31.08.2012, 10:48 Uhr | fb (CF)
Sie sollten bei einer Scheidung den Streitwert berechnen, um sich ein Bild über die auf Sie zukommenden Kosten zu machen, da darauf die Gerichts- und Anwaltskosten basieren. Doch wie berechnet sich der Streitwert einer Scheidung eigentlich im Detail und wo liegen die Schwierigkeiten? Klar ist: Je einvernehmlicher Sie mit Ihrem Partner ins Verfahren gehen, desto weniger Kosten kommen am Ende auf Sie zu.
Der Streitwert ist bei jeder Scheidung ganz unterschiedlich und hängt von Einkommen, vorhandenen Kindern sowie vom Vermögen und einem eventuell notwendigen Versorgungsausgleich ab. All diese Faktoren zusammengerechnet, ergeben einen Hinweis auf die Höhe des zu erwartenden Streitwerts. Sie können sich von Ihrem Scheidungsanwalt daher schon vor der Festlegung den ungefähren Streitwert berechnen lassen. (Tipps für eine möglichst stressfreie Scheidung)
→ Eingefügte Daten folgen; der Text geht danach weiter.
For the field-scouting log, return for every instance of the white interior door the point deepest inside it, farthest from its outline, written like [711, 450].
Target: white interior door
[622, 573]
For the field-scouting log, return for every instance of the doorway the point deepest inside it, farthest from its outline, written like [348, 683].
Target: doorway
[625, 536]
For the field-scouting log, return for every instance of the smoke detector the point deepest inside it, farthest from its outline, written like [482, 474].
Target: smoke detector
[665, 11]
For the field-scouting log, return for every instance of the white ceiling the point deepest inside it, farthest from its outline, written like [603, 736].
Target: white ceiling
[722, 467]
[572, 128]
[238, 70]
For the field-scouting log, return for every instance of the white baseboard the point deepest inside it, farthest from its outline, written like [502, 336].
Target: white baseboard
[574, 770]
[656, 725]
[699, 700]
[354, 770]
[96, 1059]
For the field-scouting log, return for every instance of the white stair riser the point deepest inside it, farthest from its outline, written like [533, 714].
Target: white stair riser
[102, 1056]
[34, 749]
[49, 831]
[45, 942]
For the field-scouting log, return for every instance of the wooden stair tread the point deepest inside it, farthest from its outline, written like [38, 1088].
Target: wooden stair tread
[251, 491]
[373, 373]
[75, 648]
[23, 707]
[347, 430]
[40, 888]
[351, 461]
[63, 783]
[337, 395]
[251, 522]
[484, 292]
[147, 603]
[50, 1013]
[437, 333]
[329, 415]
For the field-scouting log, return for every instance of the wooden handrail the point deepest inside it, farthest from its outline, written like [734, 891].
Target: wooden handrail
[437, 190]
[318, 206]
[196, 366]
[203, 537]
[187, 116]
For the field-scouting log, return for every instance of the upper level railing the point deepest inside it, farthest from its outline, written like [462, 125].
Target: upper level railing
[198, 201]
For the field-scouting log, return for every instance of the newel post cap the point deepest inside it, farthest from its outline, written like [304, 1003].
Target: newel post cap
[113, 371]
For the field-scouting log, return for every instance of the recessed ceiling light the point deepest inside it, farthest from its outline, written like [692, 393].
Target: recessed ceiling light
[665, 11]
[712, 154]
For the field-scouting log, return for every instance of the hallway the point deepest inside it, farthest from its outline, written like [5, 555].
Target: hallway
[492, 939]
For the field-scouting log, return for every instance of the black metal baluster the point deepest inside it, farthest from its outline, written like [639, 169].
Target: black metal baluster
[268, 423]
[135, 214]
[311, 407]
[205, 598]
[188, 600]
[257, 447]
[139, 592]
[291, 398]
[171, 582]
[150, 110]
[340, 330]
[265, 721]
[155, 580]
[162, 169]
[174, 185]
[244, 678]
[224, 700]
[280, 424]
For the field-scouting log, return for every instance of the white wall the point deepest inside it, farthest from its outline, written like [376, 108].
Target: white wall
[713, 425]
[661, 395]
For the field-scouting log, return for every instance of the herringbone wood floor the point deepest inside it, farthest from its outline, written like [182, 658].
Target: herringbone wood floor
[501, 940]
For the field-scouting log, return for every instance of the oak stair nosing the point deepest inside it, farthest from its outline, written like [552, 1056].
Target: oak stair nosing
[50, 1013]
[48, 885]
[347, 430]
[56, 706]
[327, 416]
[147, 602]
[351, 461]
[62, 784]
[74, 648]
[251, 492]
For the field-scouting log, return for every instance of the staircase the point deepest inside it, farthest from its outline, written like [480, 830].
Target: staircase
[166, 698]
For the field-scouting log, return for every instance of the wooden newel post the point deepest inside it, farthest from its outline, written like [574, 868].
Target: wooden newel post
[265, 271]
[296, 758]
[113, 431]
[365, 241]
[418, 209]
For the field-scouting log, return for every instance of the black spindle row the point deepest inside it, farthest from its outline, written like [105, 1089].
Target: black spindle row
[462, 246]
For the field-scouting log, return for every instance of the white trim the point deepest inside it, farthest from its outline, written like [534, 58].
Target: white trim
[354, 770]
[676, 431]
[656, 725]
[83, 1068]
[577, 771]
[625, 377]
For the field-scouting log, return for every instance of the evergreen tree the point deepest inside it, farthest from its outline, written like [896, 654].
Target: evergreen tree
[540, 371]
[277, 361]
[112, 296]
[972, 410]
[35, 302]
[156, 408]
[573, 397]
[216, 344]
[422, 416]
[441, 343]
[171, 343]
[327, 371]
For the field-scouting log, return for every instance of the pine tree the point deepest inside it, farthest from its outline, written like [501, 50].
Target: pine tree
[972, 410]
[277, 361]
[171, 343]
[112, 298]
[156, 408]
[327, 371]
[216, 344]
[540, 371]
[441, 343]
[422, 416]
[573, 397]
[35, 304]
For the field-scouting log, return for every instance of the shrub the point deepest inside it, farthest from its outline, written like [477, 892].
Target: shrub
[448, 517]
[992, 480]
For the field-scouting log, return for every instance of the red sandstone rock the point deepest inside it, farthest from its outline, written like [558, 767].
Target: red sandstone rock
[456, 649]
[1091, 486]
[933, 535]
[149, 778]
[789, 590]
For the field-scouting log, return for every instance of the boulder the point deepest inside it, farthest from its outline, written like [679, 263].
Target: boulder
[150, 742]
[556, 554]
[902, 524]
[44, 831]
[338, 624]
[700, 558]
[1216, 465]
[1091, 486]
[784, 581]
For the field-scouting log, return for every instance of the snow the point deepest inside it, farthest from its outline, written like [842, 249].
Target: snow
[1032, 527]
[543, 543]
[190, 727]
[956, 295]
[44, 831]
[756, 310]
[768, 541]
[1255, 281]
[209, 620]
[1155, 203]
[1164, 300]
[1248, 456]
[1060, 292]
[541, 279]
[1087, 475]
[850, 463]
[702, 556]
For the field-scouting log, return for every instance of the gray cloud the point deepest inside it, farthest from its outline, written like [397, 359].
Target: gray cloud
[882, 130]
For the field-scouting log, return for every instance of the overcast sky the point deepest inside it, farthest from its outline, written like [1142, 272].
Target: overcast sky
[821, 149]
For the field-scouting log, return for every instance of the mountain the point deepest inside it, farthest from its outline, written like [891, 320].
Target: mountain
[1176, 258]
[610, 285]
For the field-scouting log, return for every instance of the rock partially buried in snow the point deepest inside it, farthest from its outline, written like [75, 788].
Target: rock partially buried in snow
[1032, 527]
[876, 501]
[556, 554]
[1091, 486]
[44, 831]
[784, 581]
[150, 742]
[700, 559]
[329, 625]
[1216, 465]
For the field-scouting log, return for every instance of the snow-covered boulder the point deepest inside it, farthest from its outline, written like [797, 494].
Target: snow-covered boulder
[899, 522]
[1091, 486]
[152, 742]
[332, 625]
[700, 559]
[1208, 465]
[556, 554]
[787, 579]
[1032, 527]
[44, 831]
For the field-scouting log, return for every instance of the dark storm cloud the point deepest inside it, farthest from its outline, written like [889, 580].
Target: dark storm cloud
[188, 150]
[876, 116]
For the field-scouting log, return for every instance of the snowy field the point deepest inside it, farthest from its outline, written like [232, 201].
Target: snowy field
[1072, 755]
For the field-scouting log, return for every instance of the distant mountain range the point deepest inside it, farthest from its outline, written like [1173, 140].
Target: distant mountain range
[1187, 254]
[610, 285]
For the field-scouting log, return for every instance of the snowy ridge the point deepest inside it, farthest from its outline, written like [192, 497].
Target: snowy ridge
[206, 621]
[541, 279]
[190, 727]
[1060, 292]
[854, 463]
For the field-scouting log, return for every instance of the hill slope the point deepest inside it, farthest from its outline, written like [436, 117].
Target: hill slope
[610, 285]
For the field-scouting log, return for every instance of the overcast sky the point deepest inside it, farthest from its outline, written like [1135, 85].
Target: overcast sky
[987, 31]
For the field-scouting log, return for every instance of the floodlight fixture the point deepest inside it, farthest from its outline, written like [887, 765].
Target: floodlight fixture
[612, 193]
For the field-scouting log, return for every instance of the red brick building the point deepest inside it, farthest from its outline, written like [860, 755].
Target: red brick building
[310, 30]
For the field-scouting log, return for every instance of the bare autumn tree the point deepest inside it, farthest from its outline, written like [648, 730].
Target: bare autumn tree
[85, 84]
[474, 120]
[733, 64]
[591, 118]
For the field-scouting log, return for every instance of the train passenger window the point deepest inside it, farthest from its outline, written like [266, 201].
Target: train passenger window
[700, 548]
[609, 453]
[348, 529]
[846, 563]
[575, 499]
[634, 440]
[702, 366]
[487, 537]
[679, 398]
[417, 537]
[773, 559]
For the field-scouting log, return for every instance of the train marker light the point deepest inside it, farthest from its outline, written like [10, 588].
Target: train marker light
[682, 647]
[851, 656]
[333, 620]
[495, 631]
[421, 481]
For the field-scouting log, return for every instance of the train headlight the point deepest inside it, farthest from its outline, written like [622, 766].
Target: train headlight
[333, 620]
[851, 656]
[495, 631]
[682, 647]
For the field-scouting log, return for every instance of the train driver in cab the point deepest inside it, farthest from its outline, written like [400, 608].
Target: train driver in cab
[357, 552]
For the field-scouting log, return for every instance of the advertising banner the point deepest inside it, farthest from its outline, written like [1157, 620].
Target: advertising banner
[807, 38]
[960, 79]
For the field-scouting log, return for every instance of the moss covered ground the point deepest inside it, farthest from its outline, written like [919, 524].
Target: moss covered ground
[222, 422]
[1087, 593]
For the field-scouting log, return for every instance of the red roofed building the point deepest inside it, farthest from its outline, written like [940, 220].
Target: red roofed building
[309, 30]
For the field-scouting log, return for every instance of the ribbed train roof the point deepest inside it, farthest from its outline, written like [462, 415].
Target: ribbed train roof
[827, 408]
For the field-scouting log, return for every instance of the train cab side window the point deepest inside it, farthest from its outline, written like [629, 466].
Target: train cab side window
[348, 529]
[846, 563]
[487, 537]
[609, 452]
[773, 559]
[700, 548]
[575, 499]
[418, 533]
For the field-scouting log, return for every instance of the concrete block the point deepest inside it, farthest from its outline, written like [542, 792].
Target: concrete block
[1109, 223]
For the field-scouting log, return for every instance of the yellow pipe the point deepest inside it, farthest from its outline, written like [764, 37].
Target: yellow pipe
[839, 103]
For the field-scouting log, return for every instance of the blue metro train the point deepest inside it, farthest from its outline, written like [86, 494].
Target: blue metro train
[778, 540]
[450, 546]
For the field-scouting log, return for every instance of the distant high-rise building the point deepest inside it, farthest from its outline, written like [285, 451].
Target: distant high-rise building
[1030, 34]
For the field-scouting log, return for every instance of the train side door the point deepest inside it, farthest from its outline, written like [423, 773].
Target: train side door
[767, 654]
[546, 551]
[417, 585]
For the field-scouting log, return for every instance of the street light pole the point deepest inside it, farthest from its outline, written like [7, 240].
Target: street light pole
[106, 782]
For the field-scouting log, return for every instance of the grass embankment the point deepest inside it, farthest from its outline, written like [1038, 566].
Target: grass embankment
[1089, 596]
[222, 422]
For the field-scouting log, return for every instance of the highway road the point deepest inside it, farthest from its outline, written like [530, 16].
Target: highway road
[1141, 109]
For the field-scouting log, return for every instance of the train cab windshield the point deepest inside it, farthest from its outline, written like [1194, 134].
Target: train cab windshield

Meist werden hier drei Nettoeinkommen beider Eheleute mit dem vorhandenen Vermögen addiert (Beispiel: Ehegatte A: 2500 Euro, Ehegatte B: 850 Euro; kein Vermögen vorhanden). In der Berechnung werden die vorhandenen Schulden bzw. Ratenzahlungen sowie mögliche Unterhaltsverpflichtungen abgezogen. Je Kind wird pauschal ein Betrag vom Streitwert abgezogen (Beispiel: zwei Kinder à 250 Euro). Wenn das dreifache Einkommen beider Eheleute geringer als 2000 Euro ausfällt, wird ein Mindestwert von 2000 festgelegt.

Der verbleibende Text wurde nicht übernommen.